For those people who have never been to a residential drug treatment facility, what might a potential patient expect to find? If a person has never been, it’s easy to build up misconceptions about what does occur during rehab. The first surprising thing might be that the patient is free to leave the program at any time. Even if the criminal justice system has placed an individual there, it’s possible to walk out; admittedly, there are consequences for these actions later, but it’s still possible to go.

Why no locks on the door? Why do patients experience such freedom? Because rehabilitation and treatment programs are not effective if the patient isn’t willing to be there. If a client arrives knowing that he or she is going to drink again or use drugs again, then the treatment generally won’t work. However, if the patient arrives at the center with stopping the addiction in mind, he or she will find a helpful and supportive environment.

The first step in drug treatment is detoxification or detox. While some residential drug treatment centers have an in-house detox program, an individual will find that some rehab centers want their clients to finish detox before arrival. Patients need to be clean and sober before they even walk through the doors. Whether the clients are in a place that has an in-house program or in a facility that specializes in drug and alcohol withdrawal symptoms, they’ll find that this is a five to seven day in-patient process.

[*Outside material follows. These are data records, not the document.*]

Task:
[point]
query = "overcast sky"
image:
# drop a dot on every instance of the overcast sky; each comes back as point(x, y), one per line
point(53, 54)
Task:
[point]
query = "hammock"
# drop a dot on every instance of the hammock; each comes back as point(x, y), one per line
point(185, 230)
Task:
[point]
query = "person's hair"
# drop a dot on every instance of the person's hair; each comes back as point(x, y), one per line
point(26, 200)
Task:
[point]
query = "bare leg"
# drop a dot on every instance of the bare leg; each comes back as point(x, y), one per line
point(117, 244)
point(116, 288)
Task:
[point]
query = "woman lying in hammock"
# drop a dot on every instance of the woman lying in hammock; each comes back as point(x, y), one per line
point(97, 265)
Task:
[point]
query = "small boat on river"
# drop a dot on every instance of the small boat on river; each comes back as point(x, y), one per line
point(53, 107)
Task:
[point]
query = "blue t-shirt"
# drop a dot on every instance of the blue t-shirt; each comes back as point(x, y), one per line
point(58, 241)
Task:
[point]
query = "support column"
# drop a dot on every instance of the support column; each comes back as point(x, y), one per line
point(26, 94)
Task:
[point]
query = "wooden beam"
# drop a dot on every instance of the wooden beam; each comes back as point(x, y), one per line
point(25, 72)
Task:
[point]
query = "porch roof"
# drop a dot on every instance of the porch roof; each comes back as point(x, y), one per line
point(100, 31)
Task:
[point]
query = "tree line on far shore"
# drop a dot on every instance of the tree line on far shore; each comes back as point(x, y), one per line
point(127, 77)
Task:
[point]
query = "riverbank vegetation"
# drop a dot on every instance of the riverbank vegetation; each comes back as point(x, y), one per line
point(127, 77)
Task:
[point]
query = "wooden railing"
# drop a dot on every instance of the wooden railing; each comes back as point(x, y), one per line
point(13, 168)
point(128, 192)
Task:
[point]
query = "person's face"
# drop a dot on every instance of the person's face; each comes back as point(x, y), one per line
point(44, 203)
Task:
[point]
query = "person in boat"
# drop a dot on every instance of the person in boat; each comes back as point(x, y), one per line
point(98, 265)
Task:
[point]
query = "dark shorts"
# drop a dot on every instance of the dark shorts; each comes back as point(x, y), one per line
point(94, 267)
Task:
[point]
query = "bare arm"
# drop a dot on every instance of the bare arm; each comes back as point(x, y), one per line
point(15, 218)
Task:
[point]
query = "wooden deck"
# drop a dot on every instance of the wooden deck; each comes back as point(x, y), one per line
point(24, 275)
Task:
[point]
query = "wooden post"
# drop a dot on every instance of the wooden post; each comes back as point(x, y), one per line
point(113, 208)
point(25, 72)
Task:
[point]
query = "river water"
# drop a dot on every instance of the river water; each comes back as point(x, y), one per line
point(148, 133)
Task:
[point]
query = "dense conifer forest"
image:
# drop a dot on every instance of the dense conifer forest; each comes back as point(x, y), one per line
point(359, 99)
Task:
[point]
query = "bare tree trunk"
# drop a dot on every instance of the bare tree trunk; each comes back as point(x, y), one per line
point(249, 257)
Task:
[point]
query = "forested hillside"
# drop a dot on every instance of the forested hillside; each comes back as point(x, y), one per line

Residential drug treatment centers number in the thousands in the U.S., and they can be quite different from one another. They can range everywhere from nearly camp-like settings (provided in some cases for troubled teens) to Malibu luxury, although most fall somewhere in-between these extremes. The treatment can be expensive; in some cases, it’s a matter of what the insurance or the individual can afford. The physical surroundings, though, do not matter when it comes to being successful in the sobriety of the patient.

Residential drug treatment has existed for over forty years and differs from other methods in important ways. Through a resident treatment program, the individual can leave the toxic environment in which they’ve lived and enter an atmosphere of sobriety. At home, the individual would be reminded daily of the places in which they kept alcohol or drank, where they did drugs, and so on. In a residential setting, they have a community of counselors that usually consists of those who have confronted and overcome the same problem, but also a group of peers who have the same goal of recovery, people who can act as a support system 24 hours a day.

In a residence, then, a patient can have the ability to talk to peers and staff at any hour, an invaluable resource. It allows the individual to live in a drug-free environment, where he or she can be safe from the temptation of the drugs. Studies have shown that those individuals who have successfully completed residential treatments had lower levels of criminal behavior, unemployment, lower levels of alcohol, cocaine and heroin use, and lower levels of depression than before they entered treatment.